Aalborg is typical of other top Danish clubs and its pyramid structure is the key to success, according to Jesper Frigast Larsen of the National Olympic Committee and Team Denmark, the elite body to promote high-performance levels in all sports. “They have the framework, the coaches, the doctors and so on, and they know each young player at the age of 15. They have been able to build a framework that ensures if you have got a talent, you have the facilities to develop to your full potential,” he says.

At community level in Aalborg, the pattern of a club framework, coaching, football for all and social activities is repeated. The Freja club has 500 members, of whom 350 play in 27 sections and additionally there is a Grand Old Boys side, all over the age of 47. For about Pounds 80 a year, boys and girls train twice a week after school and play competitively.

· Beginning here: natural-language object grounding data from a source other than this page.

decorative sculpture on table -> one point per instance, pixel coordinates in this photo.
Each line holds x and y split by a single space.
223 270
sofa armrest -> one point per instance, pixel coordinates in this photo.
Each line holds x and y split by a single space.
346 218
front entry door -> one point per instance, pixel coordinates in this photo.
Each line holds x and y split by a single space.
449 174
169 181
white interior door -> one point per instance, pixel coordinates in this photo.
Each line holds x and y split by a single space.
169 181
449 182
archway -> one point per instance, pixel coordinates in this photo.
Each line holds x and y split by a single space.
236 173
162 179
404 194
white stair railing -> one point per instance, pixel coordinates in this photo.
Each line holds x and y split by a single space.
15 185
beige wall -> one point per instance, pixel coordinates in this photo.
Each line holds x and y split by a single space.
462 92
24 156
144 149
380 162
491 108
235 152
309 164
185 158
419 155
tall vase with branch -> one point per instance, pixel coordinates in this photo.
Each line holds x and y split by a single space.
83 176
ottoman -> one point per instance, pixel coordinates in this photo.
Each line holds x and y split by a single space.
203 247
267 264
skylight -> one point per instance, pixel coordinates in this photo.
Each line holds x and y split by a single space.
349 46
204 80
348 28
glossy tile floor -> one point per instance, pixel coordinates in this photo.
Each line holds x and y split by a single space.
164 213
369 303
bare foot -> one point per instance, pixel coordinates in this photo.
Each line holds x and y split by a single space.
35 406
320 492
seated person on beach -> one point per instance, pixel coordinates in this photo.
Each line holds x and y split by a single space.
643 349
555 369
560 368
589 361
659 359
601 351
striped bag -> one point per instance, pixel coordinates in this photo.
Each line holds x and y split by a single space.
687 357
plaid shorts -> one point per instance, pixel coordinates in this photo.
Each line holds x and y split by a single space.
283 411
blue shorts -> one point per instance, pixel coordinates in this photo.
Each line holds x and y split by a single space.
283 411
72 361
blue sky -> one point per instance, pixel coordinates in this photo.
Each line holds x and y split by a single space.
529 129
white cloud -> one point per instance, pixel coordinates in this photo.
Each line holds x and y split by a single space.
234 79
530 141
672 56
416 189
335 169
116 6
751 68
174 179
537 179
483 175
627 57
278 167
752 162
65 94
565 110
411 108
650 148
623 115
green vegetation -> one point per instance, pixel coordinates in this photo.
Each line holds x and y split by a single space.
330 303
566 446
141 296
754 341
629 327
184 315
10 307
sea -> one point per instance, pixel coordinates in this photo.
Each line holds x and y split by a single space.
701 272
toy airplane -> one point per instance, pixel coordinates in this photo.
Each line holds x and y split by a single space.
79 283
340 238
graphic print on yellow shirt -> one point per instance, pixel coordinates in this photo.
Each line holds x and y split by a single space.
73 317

Morten Ubbesen, the coaching convener, says: “We try to avoid having telephone teams, where the coach rings you up to play and you have no social contact with a club. Freja is about a sense of belonging. The social side is just as important.” The club owns its changing rooms, bar and cafe, which members built, and employs a groundsman-helper but the council owns the pitches and cuts the grass.

Sports fact file

* Half the adult population regularly take part in sport and a third play at a competitive level in clubs. A third take part in clubs on a recreational basis and a third take part outside clubs.

* Swimming, gymnastics and movement, jogging, badminton and football are the top sports. In clubs, the order is football, badminton and gymnastics. Men and women participate in equal numbers and in recent years the number of middle-aged people and elderly joining in sport has risen significantly.

* Around 85 per cent of young people are members of sports clubs, with many members of several.

* There are 1,000 badminton clubs with 400,000 members, 10 per cent of the population. A further 350,000 are members of gymnastics clubs.

* Around 50,000 volunteers take coaching courses every year. A subsidy of about Pounds 75 is available.

* On average, 71 per cent of club funding comes from members, 24 per cent from public grants and 5 per cent from sponsors.

* Subsidies to national sporting organisations have doubled since a lottery was introduced with 63 per cent of proceeds going to sport.

* More than half the total income for sport comes from local taxes.